使用正则表达式修改XML

Question

I have to replace some 'file names' from within an XML with the full path for those files. 我必须用这些文件的完整路径替换XML中的一些“文件名”。 All the files are in the same directory which simplifies things somewhat. 所有文件都在同一目录中，这在某种程度上简化了事情。 I was trying to use BeautifulSoup4 but there was a bug that kept breaking crashing python so I'm trying to do the same thing with regex's. 我试图使用BeautifulSoup4，但是有一个bug不断破坏崩溃的python，所以我试图对regex做同样的事情。

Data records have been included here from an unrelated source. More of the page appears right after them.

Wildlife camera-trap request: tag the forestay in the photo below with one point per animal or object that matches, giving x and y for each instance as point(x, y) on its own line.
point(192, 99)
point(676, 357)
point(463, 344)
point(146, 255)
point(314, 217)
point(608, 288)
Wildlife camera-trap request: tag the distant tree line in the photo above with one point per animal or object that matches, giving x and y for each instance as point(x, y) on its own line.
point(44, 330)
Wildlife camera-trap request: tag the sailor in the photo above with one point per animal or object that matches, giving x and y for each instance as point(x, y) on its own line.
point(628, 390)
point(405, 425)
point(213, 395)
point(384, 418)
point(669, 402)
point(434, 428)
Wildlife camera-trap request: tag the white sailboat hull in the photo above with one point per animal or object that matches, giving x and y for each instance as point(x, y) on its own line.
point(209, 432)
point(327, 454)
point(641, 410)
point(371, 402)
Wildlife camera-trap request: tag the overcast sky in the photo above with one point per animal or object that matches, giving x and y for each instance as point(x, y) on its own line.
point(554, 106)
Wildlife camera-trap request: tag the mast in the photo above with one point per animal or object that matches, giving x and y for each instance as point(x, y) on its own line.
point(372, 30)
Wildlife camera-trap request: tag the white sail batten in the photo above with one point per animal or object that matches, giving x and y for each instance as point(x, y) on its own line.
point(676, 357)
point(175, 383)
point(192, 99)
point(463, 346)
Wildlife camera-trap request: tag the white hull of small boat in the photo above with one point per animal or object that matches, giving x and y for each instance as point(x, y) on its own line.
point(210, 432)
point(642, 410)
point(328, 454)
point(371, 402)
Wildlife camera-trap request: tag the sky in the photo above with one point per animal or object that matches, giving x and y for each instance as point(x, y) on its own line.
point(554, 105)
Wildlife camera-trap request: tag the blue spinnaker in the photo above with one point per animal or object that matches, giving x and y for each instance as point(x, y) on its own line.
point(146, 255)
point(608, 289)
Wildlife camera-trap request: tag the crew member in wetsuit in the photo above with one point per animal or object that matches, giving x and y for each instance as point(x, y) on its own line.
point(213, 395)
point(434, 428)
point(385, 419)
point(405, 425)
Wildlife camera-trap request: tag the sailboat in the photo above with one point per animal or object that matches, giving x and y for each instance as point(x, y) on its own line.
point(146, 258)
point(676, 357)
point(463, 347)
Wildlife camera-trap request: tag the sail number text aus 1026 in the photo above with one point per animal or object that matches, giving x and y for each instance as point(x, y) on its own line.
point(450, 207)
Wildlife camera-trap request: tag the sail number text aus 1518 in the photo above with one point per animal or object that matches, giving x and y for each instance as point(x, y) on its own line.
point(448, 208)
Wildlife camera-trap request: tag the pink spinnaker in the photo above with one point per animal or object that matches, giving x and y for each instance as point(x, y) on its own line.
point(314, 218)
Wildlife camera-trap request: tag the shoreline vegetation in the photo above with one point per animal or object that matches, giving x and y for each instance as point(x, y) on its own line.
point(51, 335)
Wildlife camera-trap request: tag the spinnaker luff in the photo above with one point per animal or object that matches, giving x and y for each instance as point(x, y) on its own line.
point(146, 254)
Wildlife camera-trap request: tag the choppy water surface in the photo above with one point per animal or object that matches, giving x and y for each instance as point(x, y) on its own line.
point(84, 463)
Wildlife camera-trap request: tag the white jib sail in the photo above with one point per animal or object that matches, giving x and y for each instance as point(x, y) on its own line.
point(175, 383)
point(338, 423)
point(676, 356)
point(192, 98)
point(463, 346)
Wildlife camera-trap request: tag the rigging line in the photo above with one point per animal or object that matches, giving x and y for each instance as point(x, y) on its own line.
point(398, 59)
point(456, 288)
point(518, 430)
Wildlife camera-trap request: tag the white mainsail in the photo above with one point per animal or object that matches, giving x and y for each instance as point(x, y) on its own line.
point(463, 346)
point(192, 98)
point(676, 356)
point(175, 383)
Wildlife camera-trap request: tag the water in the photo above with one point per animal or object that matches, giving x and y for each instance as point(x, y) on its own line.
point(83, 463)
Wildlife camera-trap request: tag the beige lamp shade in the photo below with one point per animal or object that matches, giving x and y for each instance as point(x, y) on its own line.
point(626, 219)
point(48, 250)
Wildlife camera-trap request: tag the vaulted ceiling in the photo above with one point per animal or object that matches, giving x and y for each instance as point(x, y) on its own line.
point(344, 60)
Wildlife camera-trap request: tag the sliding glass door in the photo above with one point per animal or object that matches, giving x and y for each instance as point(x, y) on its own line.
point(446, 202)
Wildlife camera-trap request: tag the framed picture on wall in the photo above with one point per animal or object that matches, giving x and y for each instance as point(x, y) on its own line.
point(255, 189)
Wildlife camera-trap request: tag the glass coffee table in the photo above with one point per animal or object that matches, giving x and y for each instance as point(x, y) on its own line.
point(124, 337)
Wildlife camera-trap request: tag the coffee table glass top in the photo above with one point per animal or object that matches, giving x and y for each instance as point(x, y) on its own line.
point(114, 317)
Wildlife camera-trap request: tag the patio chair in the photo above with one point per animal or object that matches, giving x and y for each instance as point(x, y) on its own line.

The copasiML variable contains an XML as a string. copasiML变量包含XML作为字符串。

My code: 我的代码：

    copasiML=IA.read_copasiML_as_string(copasi_file)
    data_file_names=re.findall('<Parameter name="File Name" type="file" value="(.*)"/>',copasiML)
    for i in data_file_names:
        copasiML2=re.sub('<Parameter name="File Name" type="file" value="'+i+'"/>','<Parameter name="File Name" type="file" value="'+os.path.join(os.getcwd()+i)+'"/>',copasiML)
        os.remove(copasi_file)
        with open(copasi_file,'w') as f:
            f.write(str(copasiML2))

As it stands, my code runs but doesn't actually do anything. 就目前而言，我的代码可以运行，但是实际上什么也没做。 Would anybody happen to know how to fix my code? 有人会知道如何解决我的代码吗？

Many thanks 非常感谢

Answer 1

Every time you try to parse HTML/XML with Regular Expressions, you make baby Jesus cry. 每次您尝试使用正则表达式解析HTML / XML时，您都会使耶稣耶稣哭泣。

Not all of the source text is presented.